Is Green the New Black?

Filed under: Green IT, venture capital — Tags: , , , , , , , — fiveyearstoolate @ 11:46 am

By far the largest trend in technology venture capital over the last two years has been the extraordinary shift in attention from traditional areas of focus like security, telecom and semiconductors into the area known as “cleantech” or “greentech”. This has resulted from both the decline in some traditional sectors as well as from increasing awareness that there are real problems to be solved around energy consumption and production, and that they are the types of problems that might be addressed by high-growth technology companies (and hence the purview of venture capital).

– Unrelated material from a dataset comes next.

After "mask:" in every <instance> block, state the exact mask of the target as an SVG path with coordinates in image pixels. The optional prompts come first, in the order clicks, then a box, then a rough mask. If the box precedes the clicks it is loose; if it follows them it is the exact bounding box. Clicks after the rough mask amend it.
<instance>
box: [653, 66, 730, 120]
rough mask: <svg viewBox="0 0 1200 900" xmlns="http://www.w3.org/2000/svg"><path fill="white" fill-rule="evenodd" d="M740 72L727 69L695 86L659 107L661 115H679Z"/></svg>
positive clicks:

I think it’s safe to say that all VCs have at least noticed this transition, but there have been a number of different approaches to the new opportunities proposed by cleantech. To borrow analogy from poker, here are a few ways firms have chosen to play the clean technology hand:

1.    “All in” – Some firms have essentially pushed in all (or virtually all) of their resources, betting that cleantech will replace traditional IT sectors. These firms have either repurposed their existing IT investors to focus on cleantech subsectors or they have hired additional personnel: materials scientists, chemists and others with energy sector expertise. Some of have raised new funds specifically to address cleantech while others invest out of their primary funds.

2.    “Fold” – Other firms take the view that their value-add as investors would be compromised by an out-of-scope shift of focus to the energy sector given the disparity in underlying technologies (biofuels, thin-films, photovoltaics, etc…), and so they continue to look for opportunities in sectors where the investment team has expertise and contacts in traditional IT areas.

3.     “Smooth call” – The third approach is to view the energy sector as a vertical market that is partially addressable by information technologies. This view holds that the economic, business and environmental problems being solved by cleantech companies are too large for investors to ignore, but that certain areas of clean technology are not a fit for the relatively small funds raised by venture capitalists. The play here is to map these new opportunities to the current VC evaluation process – size of problem, quality of team and appropriateness of technical solution to that problem. The additional layer here is the evaluation of technologies outside of software, networking, semi-conductors, etc… that have comprised IT investing for the last few decades.

We here at RRE pursue this third approach, selectively deploying our capital toward “green IT” companies that are solving serious energy sector and environmental problems using technology and business model innovations in ways that we’ve valued since long before the cleantech movement began in earnest. Today we have several investments that can be described as “green” investments: Recyclebank, which is building an infrastructure to enable incentivized consumer recycling, Tendril, whose software powers smart meters that enable consumers to manage their energy use, and Ember, whose chips and suite of products enable the sensors and devices that will power the awareness and reduction of energy use by consumers and businesses. We have a couple of others in the hopper, too, but this isn’t the place to announce them.

In each case, we have invested in a business we understand (software, semiconductors and technology-enabled networks), but which seeks to solve a green problem. We are not the right investor for capital-intensive project finance, and are unlikely to get involved in those types of businesses. We probably couldn’t tell you which type of algae can convert waste into oxygen faster than another and don’t want to try. But just as the mainframe computer solved large problems for enterprises, and personal computers solved large problems for consumers and small business, and the way the internet solved problems for everyone, we think technology can effectively address a lot of the problems associated with energy use and efficiency. And we will continue to aggressively pursue great companies solving these critical problems. We think that venture-backed startups can be as important in the green sector as they have been in other IT areas, but we’ll be selective about which hands we’re willing to play.